Parkers overall rating: 3.5 out of 5 3.5

Yes, unsurprisingly, it's left-hand drive. This may not be an issue for you, but some people just can't get used to it. So, try before you buy. Inside, those who’ve owned a recent Vauxhall or Chevrolet product will feel right at home. Elements like the steering wheel, indicator stalks and minor switchgear are lifted straight from the GM parts bin. As with most American performance cars, they’re cheaper than the equivalently performing European competition.

This is because the American manufacturers stereotypically spend their budget chasing performance, rather than fit and finish. This doesn’t mean that the Camaro interior is of a poor standard, however. It looks the part, and it’s a pleasant place to be, but it’s just not as upmarket as a Porsche or BMW. The instruments and controls are all well placed and intuitive to use, while the heads-up-display is unobtrusive and adds a little flair.

There’s also a neat cluster of ancillary gauges in front of the gear lever. Some trim is of a disappointing, however. Some areas, like the headlining and dash, seem cheap and thin in places. This contradicts with the overall solid feel of the car.

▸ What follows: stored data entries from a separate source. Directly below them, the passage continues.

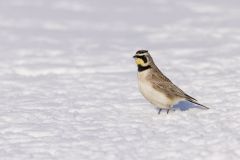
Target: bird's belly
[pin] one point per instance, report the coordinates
(157, 98)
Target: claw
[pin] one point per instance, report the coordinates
(168, 111)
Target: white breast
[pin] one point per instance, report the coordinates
(158, 99)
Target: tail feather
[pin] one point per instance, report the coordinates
(195, 102)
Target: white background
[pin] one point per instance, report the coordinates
(69, 89)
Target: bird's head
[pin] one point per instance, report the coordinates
(143, 60)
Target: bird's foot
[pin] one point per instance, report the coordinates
(159, 110)
(168, 111)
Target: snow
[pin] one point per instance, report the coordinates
(69, 87)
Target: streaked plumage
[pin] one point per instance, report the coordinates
(156, 87)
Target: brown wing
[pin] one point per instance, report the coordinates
(162, 83)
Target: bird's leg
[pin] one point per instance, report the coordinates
(168, 111)
(159, 110)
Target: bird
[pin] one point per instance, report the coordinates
(156, 87)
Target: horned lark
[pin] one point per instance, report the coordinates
(156, 87)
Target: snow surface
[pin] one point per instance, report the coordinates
(69, 87)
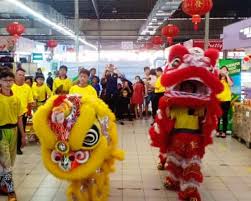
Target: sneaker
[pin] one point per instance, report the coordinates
(223, 135)
(12, 197)
(19, 152)
(161, 166)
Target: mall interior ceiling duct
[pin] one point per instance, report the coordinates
(162, 10)
(46, 15)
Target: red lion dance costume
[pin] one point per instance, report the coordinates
(187, 117)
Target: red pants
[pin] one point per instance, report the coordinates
(184, 164)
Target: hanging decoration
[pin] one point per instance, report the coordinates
(52, 43)
(170, 31)
(148, 46)
(196, 8)
(247, 58)
(157, 40)
(196, 19)
(15, 29)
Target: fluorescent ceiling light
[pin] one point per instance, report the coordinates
(64, 31)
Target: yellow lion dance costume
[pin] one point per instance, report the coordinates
(79, 140)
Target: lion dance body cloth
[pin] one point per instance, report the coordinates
(187, 117)
(79, 144)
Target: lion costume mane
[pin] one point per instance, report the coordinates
(181, 150)
(79, 140)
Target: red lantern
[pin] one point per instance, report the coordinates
(15, 29)
(196, 8)
(247, 58)
(157, 40)
(196, 19)
(52, 43)
(170, 31)
(148, 46)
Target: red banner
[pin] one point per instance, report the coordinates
(217, 44)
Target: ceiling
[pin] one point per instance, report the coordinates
(121, 20)
(108, 9)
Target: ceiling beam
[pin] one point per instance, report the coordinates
(94, 3)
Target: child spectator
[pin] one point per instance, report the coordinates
(138, 97)
(62, 84)
(123, 105)
(96, 85)
(11, 118)
(83, 88)
(24, 93)
(49, 80)
(40, 90)
(29, 80)
(158, 91)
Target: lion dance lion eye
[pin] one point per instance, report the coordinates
(175, 63)
(92, 137)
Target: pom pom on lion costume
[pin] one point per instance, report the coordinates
(187, 117)
(79, 140)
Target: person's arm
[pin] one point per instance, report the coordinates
(31, 102)
(54, 86)
(21, 129)
(229, 81)
(94, 92)
(34, 93)
(48, 91)
(71, 90)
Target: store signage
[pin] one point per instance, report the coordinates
(234, 67)
(217, 44)
(127, 45)
(37, 56)
(7, 44)
(245, 33)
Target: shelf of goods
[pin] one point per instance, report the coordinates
(242, 122)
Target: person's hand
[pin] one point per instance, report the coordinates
(24, 140)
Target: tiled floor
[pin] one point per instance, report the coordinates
(227, 169)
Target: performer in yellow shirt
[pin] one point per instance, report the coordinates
(24, 93)
(62, 84)
(11, 118)
(225, 98)
(40, 90)
(83, 88)
(158, 91)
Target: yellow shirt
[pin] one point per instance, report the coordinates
(226, 94)
(65, 83)
(158, 87)
(185, 121)
(24, 93)
(41, 93)
(83, 91)
(10, 109)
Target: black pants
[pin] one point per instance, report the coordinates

Although it’s a brash and aggressive coupe, the Camaro’s a comfortable place to be. Even across country at speed, you never feel unsettled. There’s plenty of room in the front, with a good range of seat adjustments. The steering wheel adjusts for rise and reach, meaning finding your ideal driving position isn’t complicated. Headroom is also acceptable, given the low roof line.

The Camaro’s front and rear pillars are quite substantial, and the windows narrow, which cuts your visibility. This can make the Camaro a little unnerving to drive in heavy traffic. Reversing can also be tricky but parking sensors are included and a rear view camera is available. The cabin is refined, with road, wind and engine noise being well muted.

For some, however, the relative silence of the V8 power plant may be as surprising as it is disappointing. That’s something that an aftermarket exhaust would easily correct, however. The ride is also impressive, although there is some vibration on certain surfaces. The Camaro doesn’t crash into potholes, despite its substantial alloy wheels, while its well-configured suspension helps it ride crests and bumps with ease.